This class can now be copied into the Eclipse plugin. How to find the appropriate Eclipse plugin? Just go to your plugin dependencies and check out the location of the class you’ve opened earlier:

Open that plugin from your Eclipse distribution’s /plugins folder using 7zip or whatever zipping tool you prefer, and overwrite the original class file(s). You may need to close Eclipse first, before you can write to the plugin zip file. And it’s always a good idea to make backup copies of the original plugin(s).

Be careful that if your class has any nested classes, you will need to copy them all, e.g.

MyClass.class
MyClass$1.class // Anonymous class
MyClass$Nested.class // Named, nested class

Restart Eclipse, and your bug should be fixed!

How to fix my own bugs?

You may not always be lucky to find a bug with an existing fix in the bug tracker as in the second case:
https://bugs.eclipse.org/bugs/show_bug.cgi?id=535927

No problemo, we can hack our way around that as well.

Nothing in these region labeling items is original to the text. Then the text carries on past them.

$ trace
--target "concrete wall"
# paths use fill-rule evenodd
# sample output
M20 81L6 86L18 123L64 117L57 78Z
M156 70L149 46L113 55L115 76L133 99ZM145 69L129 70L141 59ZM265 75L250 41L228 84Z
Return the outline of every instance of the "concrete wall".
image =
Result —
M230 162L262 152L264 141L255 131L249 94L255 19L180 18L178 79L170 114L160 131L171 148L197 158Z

Launch your normal Eclipse instance (not the “Eclipse IDE for Eclipse Committers” one) with a debug agent running, by adding the following lines to your eclipse.ini file:

-Xdebug 
-Xnoagent 
-Djava.compile=NONE 
-Xrunjdwp:transport=dt_socket,server=y,suspend=n,address=5005

Launch Eclipse again, then connect to your Eclipse from your other “Eclipse IDE for Eclipse Committers” instance by connecting a debugger:

And start setting breakpoints wherever you need, e.g. here, in my case:

java.lang.NullPointerException
	at org.eclipse.jdt.internal.compiler.problem.ProblemHandler.handle(ProblemHandler.java:145)
	at org.eclipse.jdt.internal.compiler.problem.ProblemHandler.handle(ProblemHandler.java:226)
	at org.eclipse.jdt.internal.compiler.problem.ProblemReporter.handle(ProblemReporter.java:2513)
	at org.eclipse.jdt.internal.compiler.problem.ProblemReporter.deprecatedType(ProblemReporter.java:1831)
	at org.eclipse.jdt.internal.compiler.problem.ProblemReporter.deprecatedType(ProblemReporter.java:1808)
	at org.eclipse.jdt.internal.compiler.lookup.CompilationUnitScope.checkAndRecordImportBinding(CompilationUnitScope.java:960)
	at org.eclipse.jdt.internal.compiler.lookup.CompilationUnitScope.faultInImports(CompilationUnitScope.java:471)
	at org.eclipse.jdt.internal.compiler.lookup.CompilationUnitScope.faultInTypes(CompilationUnitScope.java:501)
	at org.eclipse.jdt.internal.compiler.Compiler.process(Compiler.java:878)
	at org.eclipse.jdt.internal.compiler.ProcessTaskManager.run(ProcessTaskManager.java:141)
	at java.lang.Thread.run(Unknown Source)

And start analysing the problem like your own bugs. The nice thing is, you don’t have to fix the problem, just find it, and possibly comment out some lines of code if you think they’re not really needed. In my case, luckily, the regression was introduced by a new method that is applied to JDK 9+ projects only:

String deprecatedSinceValue(Supplier<AnnotationBinding[]> annotations) {
    // ...
}

The method will check for the new @Deprecated(since="9") attribute on the @Deprecated annotation. Not an essential feature, so let’s just turn it off by adding this line to the source file:

String deprecatedSinceValue(Supplier<AnnotationBinding[]> annotations) {
    if (true) return;
    // ...
}

This will effectively prevent the faulty logic from ever running. Not a fix, but a workaround. For more details about this specific issue, see the report. Of course, never forget to actually report the issue to Eclipse (or whatever your IDE is), so it can be fixed thoroughly for everyone else as well

Compile. Patch. Restart. Done!

Conclusion

Java is a cool platform. It has always been a very dynamic language at runtime, where compiled class files can be replaced by new versions at any moment, and re-loaded by the class loaders. This makes patching code by other vendors very easy, just:

  • Create a project containing the vendors’ code (or if you don’t have the code, the binaries)
  • Apply a fix / workaround to the Java class that is faulty (or if you don’t have the code, decompile the binaries if you are allowed to)
  • Compile your own version
  • Replace the version of the class file from the vendor by yours
  • Restart

This works with all software, including IDEs. In the case of jOOQ, all our customers have the right to modification, and they get the sources as well. We know how useful it is to be able to patch someone else’s code. This article shows it. Now, I can continue modularising jOOQ, and as a side product, improve the tool chain for everybody else as well.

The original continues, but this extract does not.